Food
security in Burundi’s Kayanza province is under threat because of an
untreatable disease that has killed more than 1,000 chickens in one
commune, according to a senior official.
"The disease has also
been reported in other parts of the country but total numbers of dead
chickens are not [yet] available," the director of the Animal Health
Department in the Ministry of Agriculture and Stockbreeding, Pierre
Bukuru, told IRIN.
"With the pandemic among the chickens, the
population will face a significant lack of animal proteins and many
people will suffer from the shortage, as chicken is widely raised and
consumed in Burundi," he added.
Bukuru said the illness, which has similar symptoms to Newcastle Disease, was affecting the economic lives of people raising chickens or trading in meat and eggs.

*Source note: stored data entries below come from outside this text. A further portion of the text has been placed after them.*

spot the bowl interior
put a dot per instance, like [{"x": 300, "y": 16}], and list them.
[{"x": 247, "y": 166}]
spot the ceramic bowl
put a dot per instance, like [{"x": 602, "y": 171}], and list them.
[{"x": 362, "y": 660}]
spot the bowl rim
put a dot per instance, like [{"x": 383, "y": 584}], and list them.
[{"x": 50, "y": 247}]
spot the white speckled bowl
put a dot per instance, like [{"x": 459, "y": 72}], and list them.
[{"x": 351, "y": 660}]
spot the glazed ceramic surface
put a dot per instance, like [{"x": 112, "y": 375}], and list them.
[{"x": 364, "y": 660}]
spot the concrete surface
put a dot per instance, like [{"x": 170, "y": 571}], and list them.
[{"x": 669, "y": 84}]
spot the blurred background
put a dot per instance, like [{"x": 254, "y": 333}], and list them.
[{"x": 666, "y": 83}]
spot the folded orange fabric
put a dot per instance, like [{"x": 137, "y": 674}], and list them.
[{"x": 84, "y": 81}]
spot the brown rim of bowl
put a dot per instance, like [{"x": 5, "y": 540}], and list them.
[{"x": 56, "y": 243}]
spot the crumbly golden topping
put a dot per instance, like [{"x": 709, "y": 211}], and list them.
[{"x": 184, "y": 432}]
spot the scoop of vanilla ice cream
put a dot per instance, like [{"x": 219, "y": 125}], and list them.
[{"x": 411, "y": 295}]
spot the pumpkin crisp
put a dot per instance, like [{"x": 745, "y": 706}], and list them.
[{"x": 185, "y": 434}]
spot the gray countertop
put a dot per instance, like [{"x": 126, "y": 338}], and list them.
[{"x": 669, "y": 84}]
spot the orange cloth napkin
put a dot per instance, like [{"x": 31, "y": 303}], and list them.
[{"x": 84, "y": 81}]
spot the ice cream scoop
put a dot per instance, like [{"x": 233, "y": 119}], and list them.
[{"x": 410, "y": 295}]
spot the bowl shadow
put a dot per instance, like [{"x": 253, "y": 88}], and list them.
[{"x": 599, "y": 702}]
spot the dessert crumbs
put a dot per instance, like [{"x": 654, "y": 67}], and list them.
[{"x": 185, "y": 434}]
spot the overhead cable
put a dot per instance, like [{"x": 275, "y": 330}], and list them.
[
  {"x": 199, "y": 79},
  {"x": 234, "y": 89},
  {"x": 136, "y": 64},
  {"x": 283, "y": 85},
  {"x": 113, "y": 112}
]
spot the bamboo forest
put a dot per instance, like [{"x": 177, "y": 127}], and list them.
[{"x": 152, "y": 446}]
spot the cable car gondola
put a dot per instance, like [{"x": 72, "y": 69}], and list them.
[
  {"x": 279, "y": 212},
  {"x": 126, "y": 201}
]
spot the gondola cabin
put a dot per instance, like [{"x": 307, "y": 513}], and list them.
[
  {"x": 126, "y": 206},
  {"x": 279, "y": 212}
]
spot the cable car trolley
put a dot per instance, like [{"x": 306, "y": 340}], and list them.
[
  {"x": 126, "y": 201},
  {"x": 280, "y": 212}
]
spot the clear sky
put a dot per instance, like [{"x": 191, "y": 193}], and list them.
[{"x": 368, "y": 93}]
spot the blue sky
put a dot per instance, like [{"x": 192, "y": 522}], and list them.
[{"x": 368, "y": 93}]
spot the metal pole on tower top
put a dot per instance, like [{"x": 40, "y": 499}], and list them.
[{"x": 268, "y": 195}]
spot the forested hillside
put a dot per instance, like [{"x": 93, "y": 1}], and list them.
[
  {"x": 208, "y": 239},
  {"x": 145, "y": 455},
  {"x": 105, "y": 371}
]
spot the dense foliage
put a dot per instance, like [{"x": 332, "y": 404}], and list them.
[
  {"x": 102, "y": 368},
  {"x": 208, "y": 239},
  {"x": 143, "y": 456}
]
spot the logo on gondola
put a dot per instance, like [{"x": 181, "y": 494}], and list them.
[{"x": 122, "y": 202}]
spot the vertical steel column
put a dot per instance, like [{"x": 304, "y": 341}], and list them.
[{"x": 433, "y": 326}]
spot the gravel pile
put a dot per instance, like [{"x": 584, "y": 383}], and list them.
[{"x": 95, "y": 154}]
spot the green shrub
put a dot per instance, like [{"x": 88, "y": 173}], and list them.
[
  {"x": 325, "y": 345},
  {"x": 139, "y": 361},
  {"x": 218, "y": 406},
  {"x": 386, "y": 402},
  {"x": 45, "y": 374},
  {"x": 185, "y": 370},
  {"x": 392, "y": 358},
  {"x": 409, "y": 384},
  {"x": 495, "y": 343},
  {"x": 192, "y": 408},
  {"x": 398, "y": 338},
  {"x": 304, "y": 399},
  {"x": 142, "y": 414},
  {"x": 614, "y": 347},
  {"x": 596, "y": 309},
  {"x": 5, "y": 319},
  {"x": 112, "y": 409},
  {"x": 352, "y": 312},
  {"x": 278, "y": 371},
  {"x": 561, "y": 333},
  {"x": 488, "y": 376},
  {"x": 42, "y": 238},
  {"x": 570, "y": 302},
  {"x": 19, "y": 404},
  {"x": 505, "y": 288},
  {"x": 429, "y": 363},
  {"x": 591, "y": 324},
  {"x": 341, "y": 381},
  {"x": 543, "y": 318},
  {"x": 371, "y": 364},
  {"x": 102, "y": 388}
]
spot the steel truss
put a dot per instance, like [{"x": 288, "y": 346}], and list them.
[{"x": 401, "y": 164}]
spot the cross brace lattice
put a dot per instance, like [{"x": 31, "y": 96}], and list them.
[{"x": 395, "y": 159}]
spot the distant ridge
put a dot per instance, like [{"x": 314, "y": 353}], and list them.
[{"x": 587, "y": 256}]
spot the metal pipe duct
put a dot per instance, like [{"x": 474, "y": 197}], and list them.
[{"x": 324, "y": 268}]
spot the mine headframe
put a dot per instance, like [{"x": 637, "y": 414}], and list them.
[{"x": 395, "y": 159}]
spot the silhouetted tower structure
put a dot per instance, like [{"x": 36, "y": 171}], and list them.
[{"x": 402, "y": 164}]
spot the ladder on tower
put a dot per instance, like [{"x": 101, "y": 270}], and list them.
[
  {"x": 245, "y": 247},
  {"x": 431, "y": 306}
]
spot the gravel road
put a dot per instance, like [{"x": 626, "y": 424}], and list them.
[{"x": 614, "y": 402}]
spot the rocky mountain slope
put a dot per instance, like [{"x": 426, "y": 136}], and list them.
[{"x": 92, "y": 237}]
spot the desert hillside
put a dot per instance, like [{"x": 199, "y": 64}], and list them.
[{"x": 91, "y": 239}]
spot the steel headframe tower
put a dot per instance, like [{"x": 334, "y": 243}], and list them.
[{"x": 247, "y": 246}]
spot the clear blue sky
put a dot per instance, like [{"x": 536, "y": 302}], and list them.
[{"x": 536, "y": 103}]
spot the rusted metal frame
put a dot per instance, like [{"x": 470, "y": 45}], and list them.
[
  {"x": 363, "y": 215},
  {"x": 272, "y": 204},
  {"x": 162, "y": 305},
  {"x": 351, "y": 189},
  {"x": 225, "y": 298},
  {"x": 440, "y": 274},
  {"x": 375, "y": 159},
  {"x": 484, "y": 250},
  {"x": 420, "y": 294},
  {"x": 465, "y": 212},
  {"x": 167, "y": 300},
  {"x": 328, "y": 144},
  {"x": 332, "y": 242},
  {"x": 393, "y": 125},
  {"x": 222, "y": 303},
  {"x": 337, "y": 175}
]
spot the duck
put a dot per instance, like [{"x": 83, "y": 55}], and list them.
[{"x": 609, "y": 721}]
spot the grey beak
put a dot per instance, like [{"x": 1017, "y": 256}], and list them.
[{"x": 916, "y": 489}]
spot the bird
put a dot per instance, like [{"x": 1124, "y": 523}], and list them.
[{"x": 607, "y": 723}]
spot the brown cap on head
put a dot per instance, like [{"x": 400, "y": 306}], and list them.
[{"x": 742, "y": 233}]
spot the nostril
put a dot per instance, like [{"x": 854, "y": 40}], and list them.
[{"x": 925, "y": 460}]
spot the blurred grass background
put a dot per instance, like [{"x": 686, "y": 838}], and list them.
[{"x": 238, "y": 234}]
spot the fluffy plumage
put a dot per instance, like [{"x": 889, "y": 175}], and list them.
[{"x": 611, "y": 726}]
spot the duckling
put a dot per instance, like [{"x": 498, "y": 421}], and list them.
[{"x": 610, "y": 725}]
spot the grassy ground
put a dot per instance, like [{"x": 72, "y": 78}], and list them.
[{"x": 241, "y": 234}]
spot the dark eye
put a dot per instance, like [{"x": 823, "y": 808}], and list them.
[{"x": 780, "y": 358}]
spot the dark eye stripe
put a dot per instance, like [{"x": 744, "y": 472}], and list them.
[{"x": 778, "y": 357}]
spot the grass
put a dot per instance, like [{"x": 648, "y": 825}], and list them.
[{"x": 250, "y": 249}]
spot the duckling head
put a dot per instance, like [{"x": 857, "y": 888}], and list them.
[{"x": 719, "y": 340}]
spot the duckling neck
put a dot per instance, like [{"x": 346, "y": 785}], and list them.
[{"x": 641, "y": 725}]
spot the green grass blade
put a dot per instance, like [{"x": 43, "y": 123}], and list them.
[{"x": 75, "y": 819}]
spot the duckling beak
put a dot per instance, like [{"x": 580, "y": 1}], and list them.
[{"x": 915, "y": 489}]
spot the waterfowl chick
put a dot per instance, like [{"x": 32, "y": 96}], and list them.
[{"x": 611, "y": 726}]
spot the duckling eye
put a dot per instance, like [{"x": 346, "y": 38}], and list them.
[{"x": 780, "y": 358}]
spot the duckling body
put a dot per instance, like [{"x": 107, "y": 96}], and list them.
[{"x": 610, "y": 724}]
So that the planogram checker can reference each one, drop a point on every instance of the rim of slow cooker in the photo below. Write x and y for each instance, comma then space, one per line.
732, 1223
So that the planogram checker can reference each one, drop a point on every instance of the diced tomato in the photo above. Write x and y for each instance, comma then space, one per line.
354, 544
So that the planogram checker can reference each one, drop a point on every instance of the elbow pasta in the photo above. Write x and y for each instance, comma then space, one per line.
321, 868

"Egg production has dropped by 80 percent," he said.
He added that the meat of infected chickens did not pose a threat to human health as long as it was well-cooked.
And although the disease itself can be passed on to humans, the only effects are mild conjunctivitis.
Laboratory
tests were being carried out to determine the precise identity of the
disease, although he ruled out the possibility of it being avian
influenza.
"Bird flu has not yet reached Burundi up to now," Bukuru said.
No
treatment is available for the disease, and although chicks can be
vaccinated, doing so would be impractical in a country where most
poultry is kept by individual households.